Kothabriksha had conducted an interview with Photographer Snehajit Roy on his experiences of shooting the Milky Way galaxy. We are thankful to Snehajit Roy for taking out time to speak to us on this very interesting subject.
Kothabriksha: Today’s discussion is a bit specific, we know you have been a professional photographer for a long time now, what was the first thought in the process of capturing the milky way?
Snehajit: First of all thanks a lot for featuring me and my work on Kothabriksha.
Though I have been practising photography for more than 20 years now, my first attempt to shoot the Milky Way was in late 2017. It was in Hampi, Karnataka (India). Two of my friends and I scouted for a place which would have the lowest light pollution in the middle of the night. But I failed miserably on that day to capture the Milky Way. I realised, what went missing was proper planning.
It takes a fair bit of planning while capturing the Milky Way. So when I shifted to the UK in 2018, I decided to make full use of the (occasional) clear sky here and capture the Milky Way during every possible opportunity and this time with maximum planning.
Kothabriksha:What kind of preparation needs to be done while taking up this kind of project of capturing the Milky Way?
Snehajit: Like any other photoshoot (except street photography or candid photography) Milky Way also has three stages i.e Planning – Shoot – Post Processing.
Especially for astro-shoot a fair amount of time is spent on the planning phase. In the Northern Hemisphere the Galactic Centre (the brightest part) of our Milky Way is best viewed from June to October. So one needs to plan accordingly. Few important things to keep in mind are – it has to be far from the city or any kind of light pollution, the weather should be clear (preferably no moon day), and at last but not the least your gear should have certain features that let you shoot astro. These days almost all cameras or even certain cell phones for that matter have the features to shoot astro so any recent gear would be sufficient along with a sturdy tripod.
Also, recce of the place from where you plan to shoot the Milky Way is always advisable. This gives us enough time to frame our shot and choose our foreground properly. On the day of the shoot , getting to the spot early always help. Like I always say, all stars must be aligned metaphorically and literally to shoot the stars.
Kothabriksha: The universe is a mystery to all the people in this world, you must have read a lot while working on these projects, and then you have clicked pictures, how do you want to describe our galaxy and the universe?
Snehajit: The first feeling of seeing our home galaxy in all its glory in the night sky is an experience I won’t be able to describe in words. Sometimes when I go to shoot the milkyway I keep aside all my gears and just stare at the stars for hours, just to get engrossed in its mysteries. Just imagine ,how trifle we are in this vast space!
Kothabriksha: Art or technology? Which one is more essential in this kind of work? Or is it about striking a balance? How do you go about doing it?
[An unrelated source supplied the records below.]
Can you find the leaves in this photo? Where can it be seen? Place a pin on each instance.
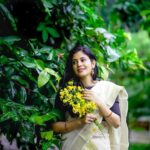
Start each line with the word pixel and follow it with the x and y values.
pixel 43 78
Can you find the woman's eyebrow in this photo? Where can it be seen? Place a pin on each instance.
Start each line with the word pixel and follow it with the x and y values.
pixel 79 58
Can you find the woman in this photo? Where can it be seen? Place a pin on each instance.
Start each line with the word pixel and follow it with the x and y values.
pixel 111 100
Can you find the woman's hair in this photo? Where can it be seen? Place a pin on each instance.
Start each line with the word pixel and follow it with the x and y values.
pixel 69 73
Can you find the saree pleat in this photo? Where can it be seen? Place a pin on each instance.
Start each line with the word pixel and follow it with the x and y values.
pixel 89 137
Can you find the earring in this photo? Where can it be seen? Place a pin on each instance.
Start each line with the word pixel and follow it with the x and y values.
pixel 92 72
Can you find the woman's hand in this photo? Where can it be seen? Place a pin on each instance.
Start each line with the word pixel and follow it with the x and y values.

Snehajit: Technology has been a massive contributor in making the Milky Way or any form of astro shot possible to the likes of amateurs and professionals. High ISO sensitive sensors, wider aperture in lenses, star trackers and various post processing techniques to reduce noise from images with high ISO and long exposures have even made it possible to shoot our neighbouring galaxy i.e the Andromeda Galaxy. But you said it right, It is all about striking the right balance between technology and art. Because a bright Milky Way photo would be incomplete without a good foreground in the composition. While shooting the Milky Way I always try to give a perspective to my images with strong foreground. I guess that gives a different dimension to the images.
Kothabriksha: Can you give references of any other photographers who have worked on this subject? Anyone who has inspired you?
Snehajit: Though there are many, but I would like to name two photographers whose work inspire me a lot in this field – Babak Amin Tafreshi and Vikas Chander.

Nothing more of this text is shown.